Here is my solution without using Bayes' theorem.
$$P(being\ sick\ |\ test\ positive) = \frac{Number\ of\ people\ who\ are\ actually\ sick}{Number\ of\ people\ who\ test\ positive} $$
$$So,P(being\ sick\ |\ test\ positive)= \frac{1\%\ of\ \ the\ total\ population}{1\%\ of\ healthy\ people+99\%\ of\ sick\ people} $$
$$Let\ the\ total\ population\ be\ x. So,\ \ \ \ \ \ \ \ \ \ \ \ \ \ \ \ \ \ \ \ \ \ \ \ \ \ \ \ \ \ \ \ \ \ \ \ \ \ \ \ \ \ \ \ \ \ \ \ \ \ \ \ \ \ \ \ \ \ \ \ \ \ \ \ \ \ \ \ \ \ \ \ $$
$$P=\frac{0.01x}{0.01*0.99x+0.99*0.01x}$$
$$P=\frac{1}{0.99+0.99}=\frac{1}{1.98}$$
But, when you use Bayes' theorem, you get P=1/2. Why is the denominator off by 0.02?

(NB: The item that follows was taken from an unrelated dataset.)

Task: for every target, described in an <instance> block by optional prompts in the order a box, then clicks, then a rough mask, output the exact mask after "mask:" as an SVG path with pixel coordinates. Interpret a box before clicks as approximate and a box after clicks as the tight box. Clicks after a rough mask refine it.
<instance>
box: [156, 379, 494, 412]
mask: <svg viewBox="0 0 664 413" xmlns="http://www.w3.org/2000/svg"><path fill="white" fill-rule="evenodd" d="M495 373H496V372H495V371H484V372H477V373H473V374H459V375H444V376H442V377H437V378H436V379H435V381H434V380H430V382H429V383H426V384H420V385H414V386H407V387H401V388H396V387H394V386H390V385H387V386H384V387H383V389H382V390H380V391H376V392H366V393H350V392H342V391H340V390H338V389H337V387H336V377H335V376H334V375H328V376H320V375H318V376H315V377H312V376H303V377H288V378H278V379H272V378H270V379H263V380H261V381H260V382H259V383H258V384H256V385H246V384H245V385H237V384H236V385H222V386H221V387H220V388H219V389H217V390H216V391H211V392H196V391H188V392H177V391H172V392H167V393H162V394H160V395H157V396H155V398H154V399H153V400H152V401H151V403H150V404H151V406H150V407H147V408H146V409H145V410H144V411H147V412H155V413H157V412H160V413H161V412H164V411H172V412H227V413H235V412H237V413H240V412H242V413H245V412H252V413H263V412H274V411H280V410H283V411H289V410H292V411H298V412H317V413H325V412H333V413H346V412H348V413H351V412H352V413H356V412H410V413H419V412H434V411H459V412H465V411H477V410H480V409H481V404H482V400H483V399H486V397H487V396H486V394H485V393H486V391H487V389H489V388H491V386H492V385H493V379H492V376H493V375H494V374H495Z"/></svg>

Either I'm wrong (but I really can't see why) or there is some kind of an approximation in Bayes' theorem (highly impossible). Can someone please tell me what are the other factors that Bayes' theorem considers but my solution doesn't? I would also be extremely grateful if someone could explain the theorem can be understood intuitively.
Best Answer
Your numerator should be those people that get sick AND test positive, or $0.99\times 0.01x$.
In some sense, your universe is those people who test positive, which is $0.01x$. That includes healthy people with false positives, and sick people with true positives. In this problem those two populations are of equal size, hence $\frac{1}{2}$.